AT&T backs Trump war on Big Tech, says it’s more crucial than net neutrality - fooey
https://arstechnica.com/tech-policy/2020/09/att-backs-trump-plan-demands-neutrality-on-facebook-amazon-and-google/
======
milkytron
> AT&T argued that "Section 230 immunity should be modified to reduce the
> gross disparities in legal treatment that have emerged between the dominant
> online platforms and the traditional purveyors of third-party content, such
> as book publishers, newspapers, or radio and television businesses. There is
> no longer any reason that the nation's most powerful online platforms should
> enjoy legal immunities unavailable to similarly situated traditional
> companies."

Comparing communication mediums that are 1 entity to many is vastly different
than any online forum where the communication is many to many. It's easy to
regulate what a newspaper, TV program, or radio station says to its customers
because the source of information is controlled by a single or small number of
publishers. When you have everyone on the internet communicating to everyone
else on the internet, it becomes a lot more difficult to regulate.
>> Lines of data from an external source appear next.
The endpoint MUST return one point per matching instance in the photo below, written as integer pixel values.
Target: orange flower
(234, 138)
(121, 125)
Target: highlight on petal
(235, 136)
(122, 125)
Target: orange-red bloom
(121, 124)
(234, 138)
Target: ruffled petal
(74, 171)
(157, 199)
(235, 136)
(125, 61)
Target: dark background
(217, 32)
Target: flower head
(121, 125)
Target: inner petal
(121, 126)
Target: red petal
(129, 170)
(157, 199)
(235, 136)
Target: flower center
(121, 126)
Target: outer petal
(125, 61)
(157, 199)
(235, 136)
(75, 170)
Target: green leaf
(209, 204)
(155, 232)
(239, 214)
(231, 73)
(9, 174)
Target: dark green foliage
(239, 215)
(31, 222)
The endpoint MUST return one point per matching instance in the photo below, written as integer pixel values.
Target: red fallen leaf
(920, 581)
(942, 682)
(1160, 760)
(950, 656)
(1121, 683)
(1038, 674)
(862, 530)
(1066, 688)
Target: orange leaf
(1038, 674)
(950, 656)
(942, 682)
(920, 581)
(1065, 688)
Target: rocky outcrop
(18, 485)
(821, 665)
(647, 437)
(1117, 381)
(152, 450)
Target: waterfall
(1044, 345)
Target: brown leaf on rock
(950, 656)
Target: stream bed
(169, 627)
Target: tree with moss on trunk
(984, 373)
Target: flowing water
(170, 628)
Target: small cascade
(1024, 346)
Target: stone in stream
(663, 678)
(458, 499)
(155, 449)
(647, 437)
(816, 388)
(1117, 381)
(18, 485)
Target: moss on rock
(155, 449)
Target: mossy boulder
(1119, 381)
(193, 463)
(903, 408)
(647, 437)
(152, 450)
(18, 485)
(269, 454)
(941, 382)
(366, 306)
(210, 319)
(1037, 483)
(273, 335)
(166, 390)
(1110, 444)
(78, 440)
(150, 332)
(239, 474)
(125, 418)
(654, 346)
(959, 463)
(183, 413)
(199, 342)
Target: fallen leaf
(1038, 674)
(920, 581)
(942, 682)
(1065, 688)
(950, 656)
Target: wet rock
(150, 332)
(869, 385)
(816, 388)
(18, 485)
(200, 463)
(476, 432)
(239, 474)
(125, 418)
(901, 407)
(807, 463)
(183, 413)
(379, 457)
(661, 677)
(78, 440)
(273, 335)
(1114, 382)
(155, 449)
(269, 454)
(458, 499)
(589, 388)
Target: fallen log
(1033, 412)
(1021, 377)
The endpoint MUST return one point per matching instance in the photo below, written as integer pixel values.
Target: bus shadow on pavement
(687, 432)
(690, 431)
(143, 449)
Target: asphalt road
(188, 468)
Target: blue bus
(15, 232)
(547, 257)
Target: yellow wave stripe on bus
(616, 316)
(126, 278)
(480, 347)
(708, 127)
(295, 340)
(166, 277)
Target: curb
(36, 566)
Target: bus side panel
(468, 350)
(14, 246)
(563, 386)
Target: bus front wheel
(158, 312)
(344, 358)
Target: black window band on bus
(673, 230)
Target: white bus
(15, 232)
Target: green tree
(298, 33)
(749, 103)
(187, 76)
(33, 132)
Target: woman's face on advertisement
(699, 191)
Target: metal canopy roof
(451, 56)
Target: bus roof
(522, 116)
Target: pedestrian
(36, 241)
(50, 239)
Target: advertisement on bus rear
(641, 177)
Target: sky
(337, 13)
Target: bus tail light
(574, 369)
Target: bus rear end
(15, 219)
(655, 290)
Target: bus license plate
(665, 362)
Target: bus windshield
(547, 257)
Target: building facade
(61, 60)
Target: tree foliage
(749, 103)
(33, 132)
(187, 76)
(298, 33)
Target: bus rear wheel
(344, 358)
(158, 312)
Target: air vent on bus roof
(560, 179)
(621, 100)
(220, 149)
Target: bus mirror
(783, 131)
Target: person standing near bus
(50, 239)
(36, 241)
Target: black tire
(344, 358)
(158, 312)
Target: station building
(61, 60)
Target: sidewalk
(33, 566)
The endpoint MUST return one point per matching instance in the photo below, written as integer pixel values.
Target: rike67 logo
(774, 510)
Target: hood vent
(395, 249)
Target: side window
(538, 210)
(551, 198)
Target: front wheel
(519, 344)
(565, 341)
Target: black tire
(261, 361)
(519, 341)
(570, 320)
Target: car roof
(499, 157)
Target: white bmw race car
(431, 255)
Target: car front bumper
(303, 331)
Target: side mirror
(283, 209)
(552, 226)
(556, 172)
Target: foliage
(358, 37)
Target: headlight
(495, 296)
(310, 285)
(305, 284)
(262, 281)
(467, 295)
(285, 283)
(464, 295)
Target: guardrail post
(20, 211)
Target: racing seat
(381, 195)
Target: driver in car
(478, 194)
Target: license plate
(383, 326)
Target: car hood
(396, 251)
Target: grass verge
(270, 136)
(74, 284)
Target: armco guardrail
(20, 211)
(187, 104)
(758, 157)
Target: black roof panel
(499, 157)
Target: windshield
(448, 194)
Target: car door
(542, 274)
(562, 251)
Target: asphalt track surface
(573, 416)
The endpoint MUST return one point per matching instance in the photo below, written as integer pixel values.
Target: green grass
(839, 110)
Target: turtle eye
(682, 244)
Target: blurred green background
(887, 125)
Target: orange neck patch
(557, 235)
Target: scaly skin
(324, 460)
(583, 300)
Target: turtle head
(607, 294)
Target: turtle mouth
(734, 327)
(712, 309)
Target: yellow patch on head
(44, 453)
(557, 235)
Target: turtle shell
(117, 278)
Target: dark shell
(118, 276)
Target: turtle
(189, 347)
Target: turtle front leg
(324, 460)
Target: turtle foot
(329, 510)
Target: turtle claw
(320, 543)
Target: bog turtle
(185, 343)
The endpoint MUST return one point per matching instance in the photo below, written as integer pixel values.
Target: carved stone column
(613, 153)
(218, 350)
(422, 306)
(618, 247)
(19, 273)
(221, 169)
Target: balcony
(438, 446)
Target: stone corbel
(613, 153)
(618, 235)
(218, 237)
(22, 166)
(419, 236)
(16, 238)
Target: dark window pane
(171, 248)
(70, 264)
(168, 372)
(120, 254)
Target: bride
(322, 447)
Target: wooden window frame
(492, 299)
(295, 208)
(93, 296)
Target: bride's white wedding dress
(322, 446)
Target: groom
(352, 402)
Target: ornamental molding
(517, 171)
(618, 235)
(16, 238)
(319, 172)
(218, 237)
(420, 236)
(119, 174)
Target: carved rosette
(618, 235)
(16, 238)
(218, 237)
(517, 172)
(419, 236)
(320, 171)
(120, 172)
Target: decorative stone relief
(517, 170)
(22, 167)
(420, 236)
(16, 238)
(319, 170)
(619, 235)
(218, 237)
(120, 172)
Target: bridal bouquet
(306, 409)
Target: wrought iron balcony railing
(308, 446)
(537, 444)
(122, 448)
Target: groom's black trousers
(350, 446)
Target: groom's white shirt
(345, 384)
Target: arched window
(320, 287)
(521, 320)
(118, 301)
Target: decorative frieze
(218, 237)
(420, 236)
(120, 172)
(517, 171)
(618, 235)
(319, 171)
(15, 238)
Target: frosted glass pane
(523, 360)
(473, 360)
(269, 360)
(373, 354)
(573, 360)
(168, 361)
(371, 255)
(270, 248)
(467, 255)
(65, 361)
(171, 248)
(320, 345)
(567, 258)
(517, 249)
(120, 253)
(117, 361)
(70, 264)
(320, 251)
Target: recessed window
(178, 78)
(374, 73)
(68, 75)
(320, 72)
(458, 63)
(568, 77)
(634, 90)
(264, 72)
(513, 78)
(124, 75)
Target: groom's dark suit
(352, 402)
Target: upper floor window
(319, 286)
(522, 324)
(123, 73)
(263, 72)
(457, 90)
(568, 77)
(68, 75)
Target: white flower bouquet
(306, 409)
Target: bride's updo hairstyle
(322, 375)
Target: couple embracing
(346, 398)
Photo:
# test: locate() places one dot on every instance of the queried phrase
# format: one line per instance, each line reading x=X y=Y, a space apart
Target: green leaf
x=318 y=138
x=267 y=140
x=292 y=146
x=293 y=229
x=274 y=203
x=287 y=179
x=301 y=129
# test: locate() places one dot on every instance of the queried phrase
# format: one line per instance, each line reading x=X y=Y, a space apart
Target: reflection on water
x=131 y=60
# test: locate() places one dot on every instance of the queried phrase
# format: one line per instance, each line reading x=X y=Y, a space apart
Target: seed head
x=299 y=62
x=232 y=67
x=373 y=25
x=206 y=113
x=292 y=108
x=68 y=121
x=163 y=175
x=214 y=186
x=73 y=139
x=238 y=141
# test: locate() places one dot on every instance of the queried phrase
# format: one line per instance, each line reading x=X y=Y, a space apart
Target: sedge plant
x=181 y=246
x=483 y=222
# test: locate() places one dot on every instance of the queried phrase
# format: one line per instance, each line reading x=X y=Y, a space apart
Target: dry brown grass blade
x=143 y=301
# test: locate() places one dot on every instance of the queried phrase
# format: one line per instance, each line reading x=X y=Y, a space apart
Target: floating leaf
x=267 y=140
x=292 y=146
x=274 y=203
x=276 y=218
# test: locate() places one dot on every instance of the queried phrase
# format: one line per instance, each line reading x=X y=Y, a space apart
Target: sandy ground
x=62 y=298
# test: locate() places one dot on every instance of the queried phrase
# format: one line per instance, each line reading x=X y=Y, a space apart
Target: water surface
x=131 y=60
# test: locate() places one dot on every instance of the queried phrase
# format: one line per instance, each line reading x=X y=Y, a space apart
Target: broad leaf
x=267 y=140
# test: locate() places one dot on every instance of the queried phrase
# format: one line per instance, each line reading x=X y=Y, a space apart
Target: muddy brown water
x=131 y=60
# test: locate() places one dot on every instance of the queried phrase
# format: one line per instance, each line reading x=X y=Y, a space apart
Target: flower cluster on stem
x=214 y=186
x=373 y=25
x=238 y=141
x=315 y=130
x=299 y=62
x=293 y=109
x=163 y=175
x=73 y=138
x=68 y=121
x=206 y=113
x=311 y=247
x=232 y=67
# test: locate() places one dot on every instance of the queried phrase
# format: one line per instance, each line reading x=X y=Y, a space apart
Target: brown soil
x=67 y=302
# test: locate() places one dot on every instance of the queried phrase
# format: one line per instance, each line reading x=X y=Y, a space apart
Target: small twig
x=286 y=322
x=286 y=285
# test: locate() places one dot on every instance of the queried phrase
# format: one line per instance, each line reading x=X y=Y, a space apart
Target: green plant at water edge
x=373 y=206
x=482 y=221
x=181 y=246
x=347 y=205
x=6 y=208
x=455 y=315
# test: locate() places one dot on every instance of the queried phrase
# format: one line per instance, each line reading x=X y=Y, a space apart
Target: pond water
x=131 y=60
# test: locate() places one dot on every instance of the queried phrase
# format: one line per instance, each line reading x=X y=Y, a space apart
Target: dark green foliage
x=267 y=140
Not saying
it should or shouldn't be, but the comparison they are making doesn't really
fit.

Also, not only does the internet have an entirely different communication
ecosystem by allowing everyone to communicate, but all the other mediums
mentioned are a subset of internet content, which just adds to the complexity.
I do not think the current folks in government OR at AT&T are capable of
devising a fair and comprehensive law or rewriting an existing law to manage
how communication takes place on the internet.

I'm not surprised that this comparison would be made by AT&T.